Topuğunuza kurşun sıkmayın!
"Parkalı-parkasız" tartışması sürüyor.
Ak Parti'nin Manisa milletvekili Selçuk Özdağ, futbolcu eskisi, yeninin top geyikçisi Rıdvan adlı sahsın, R. T. Erdoğan'ı, "kahraman" göstermek için "Parkasız Deniz Gezmiş" diyerek kanun dışı Türkiye Halk kurtuluş Ordusu kurucularından Marxist Deniz Gezmiş'e benzetmesini ağır bir dille tenkit etti.
Yıkıcı-bölücülerin, Türkiye'yi başka ülkelerin uydusu hâline getirmek isteyenlerin "örnek" gösterilmesinin mutlaka önüne geçilmelidir. Gençler, "kahraman" gösterilen bölücülü-yıkıcılara özeniyorlar, yoldan sapıyorlar. Aşırı sol örgütler elinde heder oluyorlar. Kanun dışı yapılanmaların 50 yıldır bitirilememesinin bir sebebi budur.
CHP, maalesef aşırı sola mesafe koyamadı. Son tartışmalar çok üzücü. Bazı CHP'liler için "Deniz Gezmiş" hâlâ bir "mit", bir "kült".
Hem Atatürk'ün partisiyiz, diyeceksiniz, hem aşırı sol yıkıcı-bölücüleri "Bağımsızlık için savaşan kahramanlar!" olarak göreceksiniz! Bu bir çelişkidir, daha ilerisi bu bir körlüktür.
Önceki gün haberleri takip ederken, ekranda bir zaman Nutuk'tan pasajlar okuyan sunucu-yorumcu Deniz Gezmiş'i bağımsızlık mücadelesi veren bir "kahraman" gördüğü mealinde sözler etti. Atatürk'le böyle birini yan yana getirmek -daha ilerisini demeyeyim artık- gaflettir.
Ak Partili Selçuk Özdağ'ın "kahraman" gösterilen için ne dediğini okuyalım:
"Deniz Gezmiş bir terörist idi ve bir banka soymuşlardı ve çeşitli yerleri bombalamışlardı. Kendisi ODTÜ öğrencisi olmadığı hâlde, ODTÜ'ye gelerek başka öğrencilerin okuma haklarını da ellerinden alarak hürriyetlerini engellemişti... Deniz Gezmiş sadece ve sadece Amerikan emperyalizmine karşıydı. Rusya ve Çin'e de hoş geldin diyordu. O nedenle Sayın Rıdvan Dilmen boyundan büyük işlere kalkışmasın."

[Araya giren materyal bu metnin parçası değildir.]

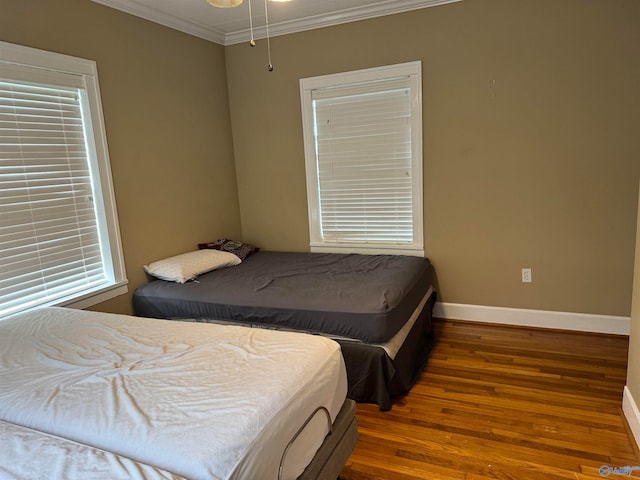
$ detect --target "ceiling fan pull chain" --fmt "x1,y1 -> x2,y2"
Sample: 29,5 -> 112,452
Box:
247,0 -> 256,47
264,0 -> 273,72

Selçuk Özdağ, Manisa'da 12 Eylül 1980 öncesinde Ülkü Ocakları başkanlığı yapmış ve 12 Eylül Darbesi'nden sonra idamla yargılanmış, yedi yıl hapis yatmıştır. Türkiye'nin meselelerini en iyi bileceklerdendir.
12 Mart 1971 Muhtırası'dan sonra aşırı soldan üç kişi, o zamanki TCK'nin 146. maddesini ihlal ettiği gerekçesiyle asıldı. Biri Deniz Gezmiş'ti. 146. maddenin özü: Devleti yıkmaya kalkanlara idam cezası verilir!
Üçü de asılmamalıydı. Belki kanunlar onların asılmasını gerektiriyordu. Ama TBMM, idam kararından dönmeliydi.
Geçmişte yazdım. Baki Tuğ askerî mahkemede davanın savcısıydı. Kitaplarında, mahkemede neler yaşandığını, bu kişilerin neden idam cezası aldığını bir bir anlatır. Eğer avukatları, Maxizmde ısrarcı olmasalardı idam cezası almayacaklardı. Kendisi yazıyı okuyunca beni aramış ve "Doğrusunu yazdın!" demişti.
Ekşi Sözlük'te, komünist çevrelerin yere göğe koyamadığı Deniz Gezmiş'in avukatı Halit Çelenk için şöyle deniyor:
"Deniz Gezmiş'in idamının baş sorumlusudur. Pişman olduğunu söylemekle en azından idamdan yırtacak olan Deniz'i, sahip olduğu bağnaz komünizm inancı yüzünden bir piyon gibi kullanmış, aklınca mahkemeye meydan okutarak ilahlaştırmaya çalışmıştır. Sonra da Deniz'le ilgili televizyon programlarında gözyaşı dökmektedir. Yemezler."
Gerçekleri çarpıtmayalım. Yıkıcı-bölücülerden kahraman çıkartmayalım.
CHP yönetimi! Aman dikkat! Parti memlekete lâzım. Topuğunuza kurşun sıkmayın!